Alexander visited the location Monday and said students looked happy and had already been able to enjoy the outside areas.
“I think that (students) were ready to be back in person. They were all working hard,” he said. “The staff reported that they had already had a chance to go outside and the kids were thrilled with the green space that’s there.”
Alexander said students will finish out the rest of the school year at the Cabwaylingo location, which will give cleaning contractors time to properly repair damage done at Dunlow Elementary.
While students and staff are adjusting to the new space, Alexander said having the Cabwaylingo group camp site available is better than students continuing virtual learning and makes it so contractors do not have to rush to get the elementary school clean.
“We’re just glad that it worked out as well as it did and that it gives us time to really do what needs to be done at Dunlow,” he said. “It’s not an emergency because we’ve got a good alternative location where students can work, and in the meantime, we’ll get that building taken care of for them and it’ll be ready for them next year.”

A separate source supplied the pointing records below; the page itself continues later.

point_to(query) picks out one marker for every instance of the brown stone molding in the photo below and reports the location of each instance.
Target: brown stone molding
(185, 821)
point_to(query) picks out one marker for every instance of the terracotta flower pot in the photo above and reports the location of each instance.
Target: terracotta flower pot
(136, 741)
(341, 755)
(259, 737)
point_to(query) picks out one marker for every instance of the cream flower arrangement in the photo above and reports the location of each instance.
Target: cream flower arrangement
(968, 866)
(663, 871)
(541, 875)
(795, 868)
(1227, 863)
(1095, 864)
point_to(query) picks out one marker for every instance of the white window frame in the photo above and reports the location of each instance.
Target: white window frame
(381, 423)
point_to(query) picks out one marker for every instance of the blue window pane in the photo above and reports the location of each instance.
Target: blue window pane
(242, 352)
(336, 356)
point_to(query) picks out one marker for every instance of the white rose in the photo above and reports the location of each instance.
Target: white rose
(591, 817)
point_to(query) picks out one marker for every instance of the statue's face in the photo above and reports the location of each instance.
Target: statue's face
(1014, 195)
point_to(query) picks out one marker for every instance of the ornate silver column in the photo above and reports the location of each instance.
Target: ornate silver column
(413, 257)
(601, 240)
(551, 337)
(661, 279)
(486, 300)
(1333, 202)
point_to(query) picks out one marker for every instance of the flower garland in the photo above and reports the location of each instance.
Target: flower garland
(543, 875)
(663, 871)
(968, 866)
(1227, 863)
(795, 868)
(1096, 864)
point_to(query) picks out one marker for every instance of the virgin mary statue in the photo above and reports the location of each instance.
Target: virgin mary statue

Maintenance crews are working on getting rid of furniture in Dunlow Elementary that likely absorbed water from the flooding and is too damaged to repair.
After all the furniture is taken out, Alexander said contractors will begin tearing up tile and treating asbestos. Later, a cleaning contractor will come to deeply clean and steam the school before any furniture is replaced.
Alexander said Dunlow Elementary School’s cleaning and repairs are expected to be finished in June, and students will be able to return for the 2021-22 school year in August.